Who are these friends for you, who are they for me? We have to picture them for ourselves, of course—to see their faces, hear their voices, feel what it's like to be with them. They are our nearest and dearest-our husband or wife, our children, a few people we can't imagine living without or their living without us—and the sadness is that we have known them so long and so well that we don't really see them anymore for who they truly are let alone who they truly are to us, who we truly are to them. The sadness is that we don't see that every supper with them—even just a bowl of cornflakes in the kitchen some night after the movies—is precious beyond all telling because the day will come beyond which there will be no other supper with them ever again. The time will come when time will run out for us too, and once we see that, we see also that for the eighteen-year-old at McDonald's as well as for the old crock in the retirement-home cafeteria, every one of our suppers points to the preciousness of life and also to the certainty of death, which makes life even more precious still and is precious in itself because under its shadow we tend to search harder and harder for light.
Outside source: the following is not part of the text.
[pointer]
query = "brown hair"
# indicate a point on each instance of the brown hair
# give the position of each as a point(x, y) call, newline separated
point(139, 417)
There in that shadowy room the disciples turned to Jesus, who was their light, with greater urgency and passion than maybe ever before because, with all hell about to break loose, they had no other place to turn. They had drunk the wine he told them was his blood and put into their mouths the bread he told them was his body, and thus with something of his courage in them they asked him a question they had never risked asking so helplessly and directly before. It was Simon Peter who asked it, and what he said was, "Lord, where are you going?"

As if they didn't know. As if they didn't know. As if you and I don't know—both where he was going and where all of us are going too. He was going down the stairs and out the door. He was going into the night. He was going to pray in a garden to the God he called Father not to let the awful thing happen to him that he knew was already happening, and the Gospels do not record that he got so much as a whisper in reply. He was going alone, and he was going against his will, and he was going scared half out of his wits. He sweated blood is the way the Gospels put it.

The Last Supper not only prefigures our own last suppers wherever and whenever they are to be. It also is our last supper. You cannot read the account of it without in some measure being there, and the table where he sits with his friends is our table, and as they drew close to the light of him, we too try to draw close as if maybe in the last analysis he is the one who is our nearest and dearest—or our farthest and dearest because he is always just too far away to see very well, to take hold of, too far away to be sure he sees us. If we have any hope at all, he is our hope, and when Peter asks him, "Lord, where are you going?" the question within his question is ''Are you going anywhere at all or just going out, like a light," and that is also our question both about him and about ourselves. When time runs out, does life run out? Did Jesus's life run out? Do you and I run out?

"You will seek me," Jesus says, and no word he ever spoke hits closer to home. We seek for answers to our questions—questions about life and about death, questions about what is right and what is wrong, questions about the unspeakable things that go on in the world. We seek for strength, for peace, for a path through the forest. But Christians are people who maybe more than for anything else seek for Christ, and from the shabbiest little jerry-built meeting house in the middle of nowhere to the greatest cathedrals, all churches everywhere were erected by people like us in the wild hope that in them, if nowhere else, the one we seek might finally somehow be found.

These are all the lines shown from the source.